U3A Writing: When The Lights Went Out
Ilse Erber recalls an Australian miners' strike in 1949 - and the effect it had on 90 students at Sydney Girls' High School.
The year 1949 was notable for two main events. It was the year when 23,000 miners in open cut mines in New South Wales, Queensland, South Australia and Victoria went on strike. It was also the year when 90 students at Sydney Girls’ High School were studying hard for their Leaving Certificate examination.
The main effect of the miners’ strike in NSW was that there were many electricity blackouts which mostly affected industry. The effects on the domestic user were less serious as fewer electrical appliances were found in the home in 1949 than today.
Domestic refrigerators were uncommon, and those that existed were often powered by gas or even kerosene. Some households still depended on ice chests to keep their food cold.
Cooking was mostly done on a gas stove. Only very few homes could boast a modern electric range. Washing machines were almost unknown except for commercial use.
Other electrical appliances in common use today, such as coffee makers, electric mixers and electric bread makers, were only to be found in the imagination of some avant-garde designers.
But home lighting was always powered by electricity, as the use of gas lighting had been discontinued long ago.
It was winter when the coal miners’ strike began, so when the 90 Leaving Certificate students returned home from school, ready to begin their afternoon study sessions, the last of the daylight was already beginning to fade, and lights had to be switched on. But this was the time when the blackouts usually began.

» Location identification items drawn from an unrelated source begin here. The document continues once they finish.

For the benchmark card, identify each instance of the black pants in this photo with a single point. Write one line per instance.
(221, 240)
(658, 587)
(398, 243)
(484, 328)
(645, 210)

I well remember the candles which sat on my desk, ready to be lit as soon as the lights went out. Candlelight can be so romantic when you are cuddled up with your boyfriend listening to suitable mood music, but when the flickering flames cast moving shadows on textbooks, making it difficult to distinguish individual letters or numbers (is that an 8 or a 3?), then study becomes a difficult and more than usually unpleasant task.
But trial exams were fast approaching, and we all battled bravely on as if our lives depended on it. And that was exactly what our teachers wanted us to believe. Sydney Girls’ High was a selective high school with an enviable record of excellent Leaving Certificate results over a period of many years, and it was our duty to uphold that record.
On the cold winter evenings when the electric radiators on which many families depended for heating could not be used, the warmest place was bed. But even in bed the studying continue, by candlelight of course. It is a never-ending source or wonder to me that none of my fellow students was ever incinerated. There were many times when I would gladly have set fire to the Latin text we were studying, Cicero’s De Senectute, Of Old Age, a most suitable text for 17-year-olds to study, wouldn’t you agree?
But even strikes cannot last forever. Some two months after large parts of the country had first been thrown into turmoil, the government’s patience ran out. Ben Chiefley, the Labor Prime Minister of the day, called out troops, who with machine guns, bayonets and rifles entered the coal fields.
The strike was broken within two weeks, but such action by a Labor government came as a shock to the coal miners who had believed Labor to be a party of the working class.
However, we students cared not one jot about how the strike had been broken and the ethics of it all. We were just grateful that we could once again study by good light and that our red-rimmed eyes would be restored to their normal beauty in time for the school ball.